Answer: This is a definite gray area, warns Gloria Frank, JD, former lead enforcement official on EMTALA for the Centers for Medicaid & Medicare Services (CMS) and former owner of EMTALA Solutions, an Ellicott City, MD-based consulting firm.
"This is risky if the patient waits a long time," Frank says. "It’s better to have the doctor look at the patient right away." However, there are exceptions to this rule, according to Mary Kay Boyle, RN, JD, risk manager at North Penn Hospital in Lansdale, PA. "For instance, persons presenting for collection of forensic evidence do not necessarily trigger EMTALA," she says.

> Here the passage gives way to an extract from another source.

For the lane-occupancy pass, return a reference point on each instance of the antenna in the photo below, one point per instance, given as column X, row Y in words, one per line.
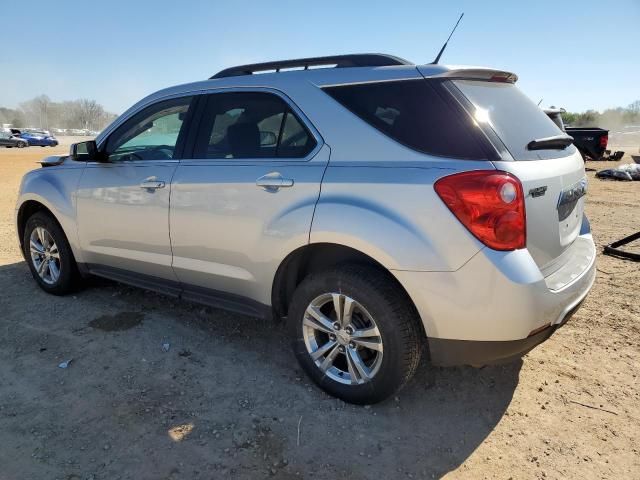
column 435, row 62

Boyle adds that the key to this question is what is the purpose for the visit to the ED. "If there is a request for a medical screening exam or treatment of an emergency medical condition, then EMTALA does apply," she says. In this particular case, the patient is presenting to the ED because of a bed shortage, she notes. If the patient has been screened by the admitting physician, the condition is stabilized and orders generated, the patient need not be seen by the ED physician, says Boyle.
"The admitting physician already has performed that function, and it is just like any other admission to the hospital," she explains. "If the patient has not been screened or is unstable, the patient would either need to be seen by the ED physician or the admitting physician, and in a timely manner," says Boyle. Further, if the admitting physician does not respond in a timely manner, the ED physician will be held accountable for the screening and care of the patient, Boyle says.